Friday, April 2, 2010

We All Have Our Critics!


For years I’ve been researching my son’s illness. During this time I’ve come across many articles about childhood mental illness and medicating children. What bothers me often is the critical view and lack of compassion I see in society. Below I’ve listed actual comments left by the general public regarding parents using medication to treat their child’s mental illness. Check it out:


Haven’t we found enough ways to give kids excuses to give up and blame something else for their problems? Buck up parents, turn off the TV, be good examples, and quit looking for pills to give your kids so you’re satisfied that you’ve done all you can do to help your poor babies. Think of them as poor sick babies and that's all they’ll be their whole lives!

My experience has been that meds are predominantly given to boys who don’t behave the way teachers and parents want them to. Who dominates the classroom and the parenting? Women. Draw your own conclusions.

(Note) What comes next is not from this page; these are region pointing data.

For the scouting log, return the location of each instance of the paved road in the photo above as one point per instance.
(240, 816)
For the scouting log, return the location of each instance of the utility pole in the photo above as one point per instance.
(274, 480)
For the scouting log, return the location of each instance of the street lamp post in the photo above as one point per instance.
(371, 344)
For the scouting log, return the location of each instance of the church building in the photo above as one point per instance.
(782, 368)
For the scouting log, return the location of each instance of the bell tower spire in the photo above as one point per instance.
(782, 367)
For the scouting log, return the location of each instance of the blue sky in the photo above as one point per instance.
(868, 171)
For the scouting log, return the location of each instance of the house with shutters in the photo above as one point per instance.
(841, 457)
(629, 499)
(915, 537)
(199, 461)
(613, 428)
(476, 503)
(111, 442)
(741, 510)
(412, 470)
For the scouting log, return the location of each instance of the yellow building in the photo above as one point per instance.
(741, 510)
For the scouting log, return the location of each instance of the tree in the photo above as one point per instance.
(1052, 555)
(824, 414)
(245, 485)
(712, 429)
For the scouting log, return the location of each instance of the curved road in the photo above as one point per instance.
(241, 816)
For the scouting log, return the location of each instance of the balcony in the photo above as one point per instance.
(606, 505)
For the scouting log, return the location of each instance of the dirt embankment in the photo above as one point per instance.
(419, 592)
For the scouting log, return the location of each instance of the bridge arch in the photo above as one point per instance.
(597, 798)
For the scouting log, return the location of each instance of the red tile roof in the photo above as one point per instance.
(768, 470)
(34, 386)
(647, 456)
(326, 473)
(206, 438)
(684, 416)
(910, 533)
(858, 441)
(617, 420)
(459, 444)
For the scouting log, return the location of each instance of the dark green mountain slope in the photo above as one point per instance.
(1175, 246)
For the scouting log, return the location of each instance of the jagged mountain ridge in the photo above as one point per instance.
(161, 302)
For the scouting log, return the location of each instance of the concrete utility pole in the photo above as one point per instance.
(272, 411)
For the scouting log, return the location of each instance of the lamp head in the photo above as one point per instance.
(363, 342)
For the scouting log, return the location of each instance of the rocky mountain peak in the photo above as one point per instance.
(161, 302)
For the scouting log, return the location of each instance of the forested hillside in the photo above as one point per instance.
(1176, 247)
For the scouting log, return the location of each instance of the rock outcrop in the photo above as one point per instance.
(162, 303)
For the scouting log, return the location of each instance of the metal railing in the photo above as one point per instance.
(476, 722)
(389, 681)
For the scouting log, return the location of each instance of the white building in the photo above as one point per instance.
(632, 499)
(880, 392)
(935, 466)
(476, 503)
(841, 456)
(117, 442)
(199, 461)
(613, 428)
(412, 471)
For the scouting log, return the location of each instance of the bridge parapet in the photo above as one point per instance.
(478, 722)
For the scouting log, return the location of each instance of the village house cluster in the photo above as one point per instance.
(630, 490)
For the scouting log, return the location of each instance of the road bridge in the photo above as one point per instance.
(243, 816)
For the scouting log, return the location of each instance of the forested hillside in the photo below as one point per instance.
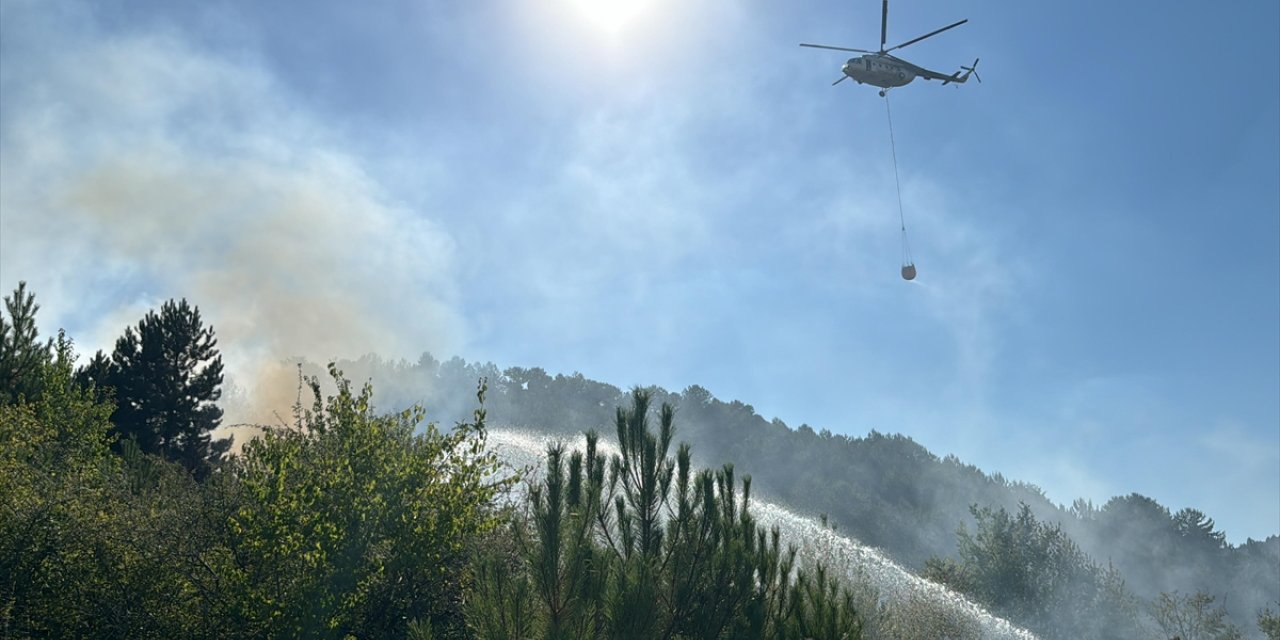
(126, 513)
(883, 489)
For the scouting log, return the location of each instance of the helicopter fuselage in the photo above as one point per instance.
(878, 71)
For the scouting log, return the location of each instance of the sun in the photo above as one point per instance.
(609, 16)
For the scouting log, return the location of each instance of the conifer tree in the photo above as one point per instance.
(167, 378)
(22, 355)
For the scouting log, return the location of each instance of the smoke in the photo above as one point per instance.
(137, 168)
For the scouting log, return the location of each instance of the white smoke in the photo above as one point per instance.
(137, 168)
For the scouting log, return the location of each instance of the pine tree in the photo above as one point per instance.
(167, 379)
(22, 355)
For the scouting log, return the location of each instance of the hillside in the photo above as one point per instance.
(885, 489)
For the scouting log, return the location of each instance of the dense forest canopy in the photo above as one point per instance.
(127, 515)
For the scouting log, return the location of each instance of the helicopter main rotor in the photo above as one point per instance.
(885, 36)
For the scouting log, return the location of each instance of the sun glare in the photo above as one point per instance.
(609, 16)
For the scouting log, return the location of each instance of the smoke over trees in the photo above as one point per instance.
(347, 521)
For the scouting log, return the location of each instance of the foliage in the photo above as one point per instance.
(22, 355)
(883, 489)
(1269, 622)
(636, 544)
(351, 524)
(1034, 575)
(165, 378)
(1192, 617)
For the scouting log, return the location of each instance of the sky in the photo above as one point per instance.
(672, 193)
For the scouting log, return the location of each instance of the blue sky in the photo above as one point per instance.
(675, 195)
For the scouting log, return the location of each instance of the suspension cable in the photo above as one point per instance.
(901, 216)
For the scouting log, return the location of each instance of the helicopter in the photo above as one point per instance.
(885, 71)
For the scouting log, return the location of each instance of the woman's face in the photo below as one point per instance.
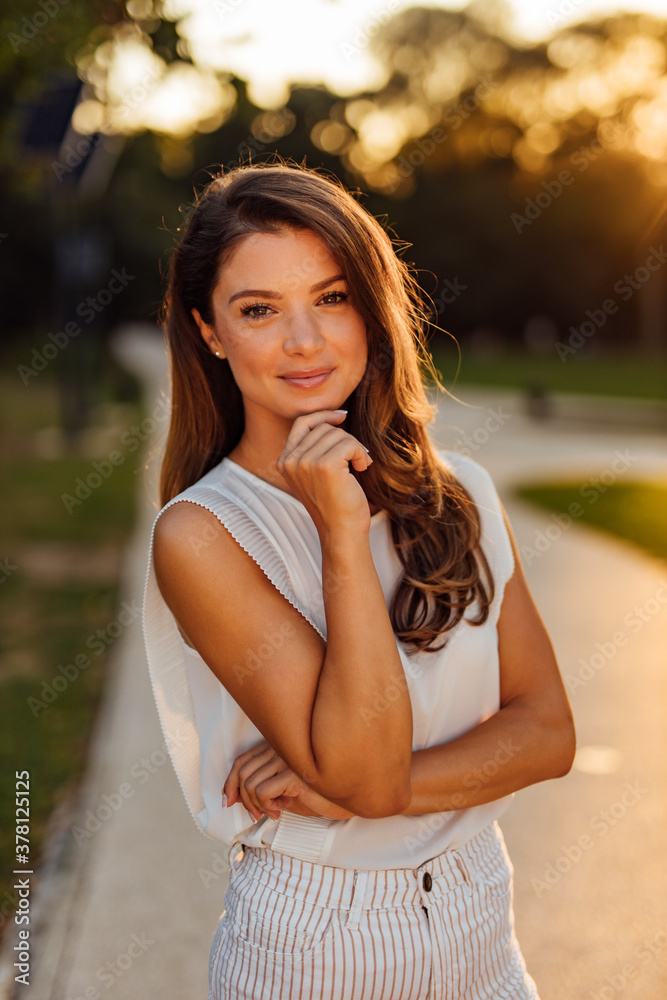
(281, 307)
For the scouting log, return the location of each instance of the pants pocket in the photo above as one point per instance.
(283, 927)
(214, 987)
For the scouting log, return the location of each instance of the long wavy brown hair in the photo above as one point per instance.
(435, 524)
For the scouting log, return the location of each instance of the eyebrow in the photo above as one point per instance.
(276, 295)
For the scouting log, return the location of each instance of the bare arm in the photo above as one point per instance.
(530, 739)
(303, 697)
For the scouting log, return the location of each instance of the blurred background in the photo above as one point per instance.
(518, 153)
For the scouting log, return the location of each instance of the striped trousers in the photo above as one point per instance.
(292, 930)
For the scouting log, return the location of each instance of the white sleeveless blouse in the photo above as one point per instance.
(451, 691)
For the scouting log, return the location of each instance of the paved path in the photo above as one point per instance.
(130, 911)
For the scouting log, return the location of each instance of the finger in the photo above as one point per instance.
(232, 782)
(252, 779)
(305, 423)
(335, 454)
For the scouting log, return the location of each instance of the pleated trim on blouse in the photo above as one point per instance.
(166, 649)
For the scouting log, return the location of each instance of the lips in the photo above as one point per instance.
(306, 372)
(308, 379)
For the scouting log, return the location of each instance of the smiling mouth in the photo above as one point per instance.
(308, 381)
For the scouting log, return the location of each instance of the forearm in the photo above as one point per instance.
(359, 763)
(514, 748)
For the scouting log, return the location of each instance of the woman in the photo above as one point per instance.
(339, 633)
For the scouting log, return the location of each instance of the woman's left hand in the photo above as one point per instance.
(263, 783)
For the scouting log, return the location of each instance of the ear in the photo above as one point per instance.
(208, 334)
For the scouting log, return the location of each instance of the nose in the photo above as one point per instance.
(304, 332)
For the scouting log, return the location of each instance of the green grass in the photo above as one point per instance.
(621, 375)
(45, 622)
(634, 511)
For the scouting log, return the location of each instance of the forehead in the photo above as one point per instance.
(288, 258)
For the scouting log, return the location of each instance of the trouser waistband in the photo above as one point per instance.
(356, 889)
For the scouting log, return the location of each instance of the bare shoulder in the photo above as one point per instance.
(261, 648)
(186, 529)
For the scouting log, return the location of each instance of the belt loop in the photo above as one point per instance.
(234, 850)
(463, 868)
(358, 894)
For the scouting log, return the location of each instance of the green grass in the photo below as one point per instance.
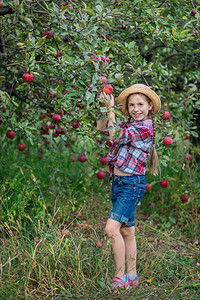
(53, 212)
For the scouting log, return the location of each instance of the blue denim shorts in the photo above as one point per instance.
(127, 191)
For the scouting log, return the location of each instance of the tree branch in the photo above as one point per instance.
(2, 44)
(6, 11)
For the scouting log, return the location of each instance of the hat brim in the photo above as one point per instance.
(139, 88)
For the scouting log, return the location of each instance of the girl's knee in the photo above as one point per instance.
(112, 229)
(128, 231)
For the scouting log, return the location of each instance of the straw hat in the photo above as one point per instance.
(139, 88)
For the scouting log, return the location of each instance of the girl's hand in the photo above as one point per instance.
(109, 103)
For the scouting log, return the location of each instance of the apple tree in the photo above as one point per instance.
(57, 55)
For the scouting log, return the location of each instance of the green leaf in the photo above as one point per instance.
(172, 220)
(195, 134)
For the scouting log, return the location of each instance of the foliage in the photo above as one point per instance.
(53, 207)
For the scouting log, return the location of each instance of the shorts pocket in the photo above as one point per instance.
(140, 194)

ABSOLUTELY disgusting. Giving a 6 year old drugs?? Let’s get real, here. You may as well be sending them out to a street corner to ask for meth! Do you really think, that because a doctor prescribed it, it’s safer? Huge misconception! You’re in for a rude awakening and so are your children. I feel VERY sorry for them.

You’d rather have your kids be perfect little overachieving robots than being... kids?

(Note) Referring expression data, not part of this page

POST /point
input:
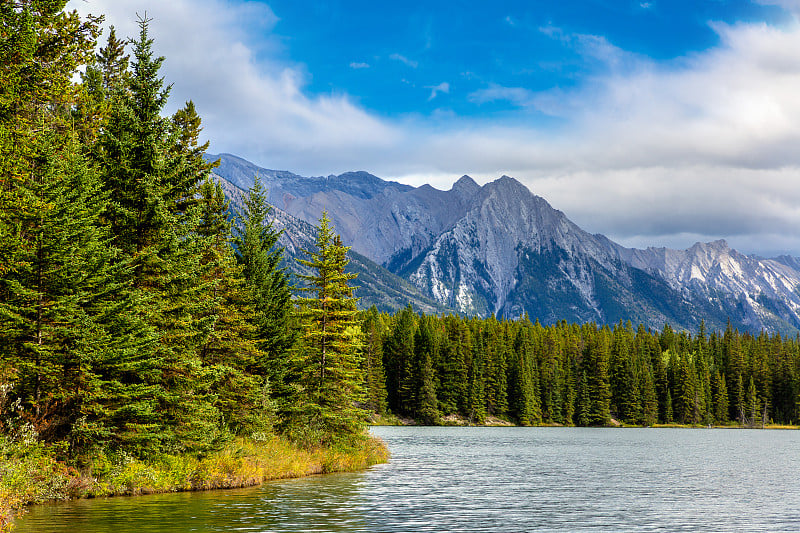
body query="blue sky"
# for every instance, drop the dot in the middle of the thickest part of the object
(654, 122)
(427, 58)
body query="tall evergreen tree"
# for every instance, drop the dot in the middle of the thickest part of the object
(260, 257)
(331, 342)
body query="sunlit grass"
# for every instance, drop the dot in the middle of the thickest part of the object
(31, 474)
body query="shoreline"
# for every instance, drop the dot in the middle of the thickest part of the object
(460, 421)
(242, 463)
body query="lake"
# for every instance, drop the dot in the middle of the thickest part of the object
(495, 479)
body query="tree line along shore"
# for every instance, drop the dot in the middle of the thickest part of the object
(151, 344)
(148, 343)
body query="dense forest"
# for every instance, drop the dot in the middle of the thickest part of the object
(134, 315)
(425, 367)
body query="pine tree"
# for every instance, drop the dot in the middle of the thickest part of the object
(425, 347)
(260, 258)
(372, 361)
(398, 357)
(331, 343)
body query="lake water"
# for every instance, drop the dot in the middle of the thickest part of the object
(495, 479)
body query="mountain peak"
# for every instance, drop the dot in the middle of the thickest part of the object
(465, 184)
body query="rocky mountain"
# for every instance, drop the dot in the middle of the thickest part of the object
(376, 285)
(760, 293)
(501, 249)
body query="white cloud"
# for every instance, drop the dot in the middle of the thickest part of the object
(516, 95)
(701, 147)
(252, 104)
(443, 87)
(403, 59)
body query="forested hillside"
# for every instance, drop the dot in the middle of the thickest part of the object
(425, 367)
(136, 322)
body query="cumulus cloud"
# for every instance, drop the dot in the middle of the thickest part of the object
(403, 59)
(443, 87)
(251, 103)
(698, 148)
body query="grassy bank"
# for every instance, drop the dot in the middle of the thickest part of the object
(31, 474)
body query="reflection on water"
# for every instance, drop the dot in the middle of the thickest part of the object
(496, 479)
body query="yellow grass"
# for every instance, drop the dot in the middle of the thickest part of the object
(241, 463)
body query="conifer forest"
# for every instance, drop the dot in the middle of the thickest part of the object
(136, 315)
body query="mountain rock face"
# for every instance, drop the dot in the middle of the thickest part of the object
(376, 285)
(501, 249)
(761, 293)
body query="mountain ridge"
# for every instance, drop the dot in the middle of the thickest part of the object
(500, 249)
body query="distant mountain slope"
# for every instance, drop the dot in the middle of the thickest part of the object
(375, 285)
(761, 293)
(501, 249)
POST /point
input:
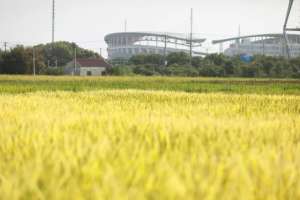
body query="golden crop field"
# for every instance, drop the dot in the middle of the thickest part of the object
(135, 144)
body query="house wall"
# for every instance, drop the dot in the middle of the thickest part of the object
(95, 71)
(69, 69)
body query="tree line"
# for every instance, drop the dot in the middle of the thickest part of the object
(19, 60)
(214, 65)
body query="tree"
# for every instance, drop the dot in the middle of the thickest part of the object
(179, 58)
(16, 61)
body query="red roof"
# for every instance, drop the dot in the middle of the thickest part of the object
(92, 62)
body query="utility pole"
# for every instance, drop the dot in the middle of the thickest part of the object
(165, 51)
(125, 26)
(191, 38)
(5, 46)
(33, 60)
(53, 21)
(239, 40)
(75, 60)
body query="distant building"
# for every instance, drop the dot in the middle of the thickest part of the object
(127, 44)
(263, 44)
(87, 67)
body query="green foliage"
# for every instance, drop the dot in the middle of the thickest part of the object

Most are mentally messed up by parents, family, and home situations that don’t take them into consideration or care. Drugs very often are the shortcut to parenting. 

SPEND TIME WITH YOUR KIDS PEOPLE. 



Ouch! That kinda hurts. I wish I could show the world what we’ve been living through. If they were there when my son wanted to kill himself at only 7 years old or saw the bruises he created on others during a rage, would they think differently? If they saw that we’re dedicated parents and that for the past 2 years we’ve been trying everything possible before turning to medication, would they still judge us so harshly? If they heard my “medicated” son say that he now feels happiness inside instead of anger and sadness, would they support our decision to use meds?

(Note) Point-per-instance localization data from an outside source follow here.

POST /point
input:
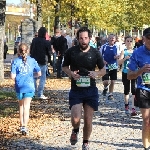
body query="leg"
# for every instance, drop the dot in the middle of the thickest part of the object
(26, 110)
(54, 62)
(21, 112)
(76, 113)
(59, 63)
(145, 127)
(88, 116)
(42, 80)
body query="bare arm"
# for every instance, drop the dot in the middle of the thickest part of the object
(12, 76)
(134, 74)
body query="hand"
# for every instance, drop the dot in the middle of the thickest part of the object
(58, 53)
(105, 62)
(92, 74)
(146, 68)
(53, 51)
(75, 75)
(127, 57)
(116, 57)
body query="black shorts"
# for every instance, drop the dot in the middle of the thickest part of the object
(128, 84)
(142, 98)
(110, 75)
(88, 95)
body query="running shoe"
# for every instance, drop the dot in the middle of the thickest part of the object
(133, 113)
(110, 97)
(43, 97)
(105, 92)
(127, 111)
(85, 146)
(24, 131)
(73, 138)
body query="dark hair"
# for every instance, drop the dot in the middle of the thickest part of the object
(126, 37)
(42, 32)
(22, 51)
(84, 29)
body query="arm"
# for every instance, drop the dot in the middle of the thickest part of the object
(134, 74)
(73, 74)
(12, 76)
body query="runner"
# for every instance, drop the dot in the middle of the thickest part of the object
(110, 53)
(124, 59)
(79, 63)
(139, 67)
(22, 69)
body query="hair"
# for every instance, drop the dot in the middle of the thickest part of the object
(42, 32)
(23, 51)
(84, 29)
(126, 37)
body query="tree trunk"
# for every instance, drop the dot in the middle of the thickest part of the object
(39, 14)
(56, 23)
(2, 33)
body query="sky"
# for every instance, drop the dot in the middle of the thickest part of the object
(13, 1)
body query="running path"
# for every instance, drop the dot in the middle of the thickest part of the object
(112, 129)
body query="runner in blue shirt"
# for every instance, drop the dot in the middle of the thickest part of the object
(22, 70)
(139, 67)
(110, 53)
(124, 60)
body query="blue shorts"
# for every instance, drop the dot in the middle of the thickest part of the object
(21, 96)
(87, 96)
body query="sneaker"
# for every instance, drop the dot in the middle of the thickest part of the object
(85, 146)
(73, 138)
(105, 92)
(133, 113)
(43, 97)
(110, 97)
(127, 111)
(24, 131)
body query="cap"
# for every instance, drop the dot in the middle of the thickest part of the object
(146, 32)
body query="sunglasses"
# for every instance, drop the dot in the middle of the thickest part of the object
(148, 37)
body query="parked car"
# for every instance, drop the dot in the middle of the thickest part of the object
(17, 41)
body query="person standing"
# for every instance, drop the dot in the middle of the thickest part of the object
(79, 64)
(59, 46)
(22, 69)
(139, 67)
(110, 53)
(5, 49)
(124, 59)
(40, 50)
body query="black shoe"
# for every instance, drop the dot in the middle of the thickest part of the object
(105, 92)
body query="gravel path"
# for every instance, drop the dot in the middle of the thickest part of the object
(112, 129)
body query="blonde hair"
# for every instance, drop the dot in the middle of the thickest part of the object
(23, 51)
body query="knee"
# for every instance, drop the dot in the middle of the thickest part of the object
(146, 124)
(76, 120)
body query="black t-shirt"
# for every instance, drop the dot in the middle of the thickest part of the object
(84, 62)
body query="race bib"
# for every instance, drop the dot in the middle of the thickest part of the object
(112, 66)
(84, 81)
(146, 78)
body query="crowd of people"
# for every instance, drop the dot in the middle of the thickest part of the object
(84, 58)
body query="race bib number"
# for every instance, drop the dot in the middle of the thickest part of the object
(84, 81)
(112, 66)
(146, 78)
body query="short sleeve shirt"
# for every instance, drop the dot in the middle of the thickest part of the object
(83, 61)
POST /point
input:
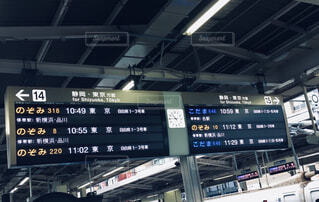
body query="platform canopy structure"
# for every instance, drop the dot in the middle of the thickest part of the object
(48, 43)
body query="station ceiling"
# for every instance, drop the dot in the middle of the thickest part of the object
(42, 43)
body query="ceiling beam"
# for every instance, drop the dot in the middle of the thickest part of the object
(60, 32)
(90, 49)
(217, 163)
(139, 186)
(152, 74)
(284, 25)
(238, 53)
(108, 21)
(314, 2)
(253, 32)
(59, 15)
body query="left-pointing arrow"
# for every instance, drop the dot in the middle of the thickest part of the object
(21, 96)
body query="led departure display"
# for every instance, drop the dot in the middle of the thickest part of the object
(247, 176)
(235, 128)
(54, 133)
(282, 168)
(56, 126)
(235, 123)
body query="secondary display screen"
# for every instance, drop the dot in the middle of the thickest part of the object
(46, 126)
(282, 168)
(235, 128)
(247, 176)
(59, 133)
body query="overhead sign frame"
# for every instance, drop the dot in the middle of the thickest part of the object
(174, 104)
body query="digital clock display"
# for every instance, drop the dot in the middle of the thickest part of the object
(235, 128)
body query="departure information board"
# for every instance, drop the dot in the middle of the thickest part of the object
(46, 126)
(236, 123)
(64, 132)
(247, 176)
(282, 168)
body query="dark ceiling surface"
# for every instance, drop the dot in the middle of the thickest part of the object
(276, 40)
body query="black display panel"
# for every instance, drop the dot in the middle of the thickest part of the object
(66, 133)
(235, 128)
(247, 176)
(281, 168)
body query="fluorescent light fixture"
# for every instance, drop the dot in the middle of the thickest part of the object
(206, 16)
(24, 181)
(113, 171)
(129, 85)
(85, 185)
(13, 190)
(227, 176)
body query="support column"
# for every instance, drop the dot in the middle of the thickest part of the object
(30, 184)
(310, 110)
(258, 169)
(191, 179)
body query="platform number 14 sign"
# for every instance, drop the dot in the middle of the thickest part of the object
(39, 96)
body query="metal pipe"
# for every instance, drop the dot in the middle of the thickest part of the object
(235, 162)
(90, 178)
(258, 169)
(294, 153)
(309, 110)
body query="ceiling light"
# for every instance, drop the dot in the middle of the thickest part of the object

Why is this so different than a parent giving insulin to a child with diabetes or giving a child with a heart defect daily medication? Why are these parents praised for providing essential care, while I’m looked at with disgust?

Believe me, turning to medication is a very scary step. I’m aware that there are risks with side effects and that we don’t know the long term impact of these drugs on our kids, but what other choice do I have. Changing his diet, fish oils, exercise, parenting techniques, therapy and love didn’t help my son. If left untreated, he may die. So until science can find a better way to rescue my son from this illness, I have no other choice.

I know I have my critics, but if they were in my shoes, what would they do?